Well the server came in today. I took it home, and put the additional harddrive and dvd drive in it. Hooked it up to a montior/keyboard and mouse and booted it, man the initial boot is loud with the internal fans going at well over 12,000RPM, they then quiet down a little to about 6,000 RPM. So up pops up the begining of the Solaris boot screen, and then it just goes blank. Nothing on the screen at all. Great, now what? Started going through the 4 little books that came with it, and no where in there did it say that by default that it uses serial redirection! I have played with a V20Z at the office and it did not do that. So I think in my attempts to figure out why there was nothing on the screen, I corrupted something on the boot disk. I was able to boot off of a Solaris 10 GA disk, but that is not supported by this hardware. I could see the disks in the machine, but that was it. So now I am in the process of downloading the Solaris 10 x86 U1 dvd so I can burn it and try to boot and install from it.
Another major gripe I have is this from the release notes for the server:
SATA Hot Plug for Windows XP OS Only
SATA hot plug is supported only for the Windows XP Operating System (OS). If you wish to change hard disks with Linux or Solaris, you must rebooth the system.
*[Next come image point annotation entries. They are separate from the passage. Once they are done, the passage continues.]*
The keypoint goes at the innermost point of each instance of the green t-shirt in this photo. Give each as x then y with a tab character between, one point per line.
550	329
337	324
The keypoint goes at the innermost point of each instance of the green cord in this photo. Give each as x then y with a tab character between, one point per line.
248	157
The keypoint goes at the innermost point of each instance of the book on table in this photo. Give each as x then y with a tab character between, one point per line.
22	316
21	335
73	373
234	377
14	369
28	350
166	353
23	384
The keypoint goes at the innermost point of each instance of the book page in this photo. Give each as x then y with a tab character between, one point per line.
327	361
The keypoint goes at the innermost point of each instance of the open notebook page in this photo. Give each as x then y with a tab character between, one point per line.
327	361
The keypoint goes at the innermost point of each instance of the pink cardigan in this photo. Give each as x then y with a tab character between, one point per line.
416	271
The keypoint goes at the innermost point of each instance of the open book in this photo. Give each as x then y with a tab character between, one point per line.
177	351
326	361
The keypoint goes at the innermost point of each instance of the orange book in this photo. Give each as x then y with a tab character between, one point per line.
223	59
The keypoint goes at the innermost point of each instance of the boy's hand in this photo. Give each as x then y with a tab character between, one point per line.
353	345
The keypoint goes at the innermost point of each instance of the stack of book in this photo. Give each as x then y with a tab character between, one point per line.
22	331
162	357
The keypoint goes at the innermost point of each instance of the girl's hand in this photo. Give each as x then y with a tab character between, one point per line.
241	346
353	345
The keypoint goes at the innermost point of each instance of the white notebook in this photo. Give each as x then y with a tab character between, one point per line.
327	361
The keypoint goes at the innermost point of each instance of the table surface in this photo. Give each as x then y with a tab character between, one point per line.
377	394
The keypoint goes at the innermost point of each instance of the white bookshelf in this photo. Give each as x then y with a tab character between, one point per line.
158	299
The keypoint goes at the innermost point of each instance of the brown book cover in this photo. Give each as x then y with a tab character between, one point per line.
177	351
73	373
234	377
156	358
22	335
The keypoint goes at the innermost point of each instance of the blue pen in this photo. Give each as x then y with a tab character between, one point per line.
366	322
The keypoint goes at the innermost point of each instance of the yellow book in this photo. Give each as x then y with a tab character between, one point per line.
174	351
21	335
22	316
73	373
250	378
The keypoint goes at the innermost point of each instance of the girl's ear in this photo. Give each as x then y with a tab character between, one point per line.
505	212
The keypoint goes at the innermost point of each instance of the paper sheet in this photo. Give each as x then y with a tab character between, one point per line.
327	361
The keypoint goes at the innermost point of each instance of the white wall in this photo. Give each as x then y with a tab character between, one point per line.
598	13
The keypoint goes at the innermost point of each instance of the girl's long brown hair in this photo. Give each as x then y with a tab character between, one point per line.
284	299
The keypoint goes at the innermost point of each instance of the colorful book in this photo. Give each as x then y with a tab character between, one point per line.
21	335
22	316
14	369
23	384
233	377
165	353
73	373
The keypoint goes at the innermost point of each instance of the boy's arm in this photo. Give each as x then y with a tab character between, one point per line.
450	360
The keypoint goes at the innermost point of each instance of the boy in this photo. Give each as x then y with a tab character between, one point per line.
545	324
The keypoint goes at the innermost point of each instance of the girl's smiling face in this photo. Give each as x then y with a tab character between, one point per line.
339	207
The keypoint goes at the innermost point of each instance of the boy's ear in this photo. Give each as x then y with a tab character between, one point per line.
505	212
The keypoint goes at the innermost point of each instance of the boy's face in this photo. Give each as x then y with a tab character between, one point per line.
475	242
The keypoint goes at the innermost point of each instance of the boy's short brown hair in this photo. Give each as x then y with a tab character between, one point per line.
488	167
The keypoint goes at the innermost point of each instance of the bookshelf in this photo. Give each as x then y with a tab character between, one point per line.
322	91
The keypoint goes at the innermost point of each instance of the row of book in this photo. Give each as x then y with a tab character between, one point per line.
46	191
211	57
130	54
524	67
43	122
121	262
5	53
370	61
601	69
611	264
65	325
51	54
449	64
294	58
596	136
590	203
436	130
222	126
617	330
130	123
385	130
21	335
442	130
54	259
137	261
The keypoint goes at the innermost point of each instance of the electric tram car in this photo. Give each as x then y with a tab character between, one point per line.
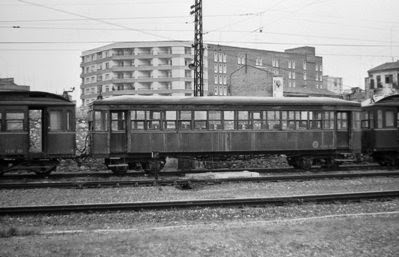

What the F****…. I mean no where on Sunsolve does it say this, in fact on this Sun Solve Doc #83605, it talks about the X2100 server and near the bottom you will see:
If the primary root disk fails, the system will continue to run from the
secondary boot disk. There will be SCSI errors on the console, about the disk
failure.
“Primary root disk can be replaced online without bringing down the system”
Note: It is not necessary to remove the failed disk using the cfgadm or devfsadm
commands. If a new disk is installed in place of the failed disk, just
execute the devfsadm command, so that the OS can recognize the new disk.
Then the “format” command will show the new disk. If the new installed
disk installed has no fdisk partition, then create the fdisk partition
from the format program, so that the new disk can be used for mirroring.
So I am confused, which is it? Can you or can’t you hot swap the drives? And why on earth would I want to run Windows XP on a server? I hope this little “feature” is fixed real soon.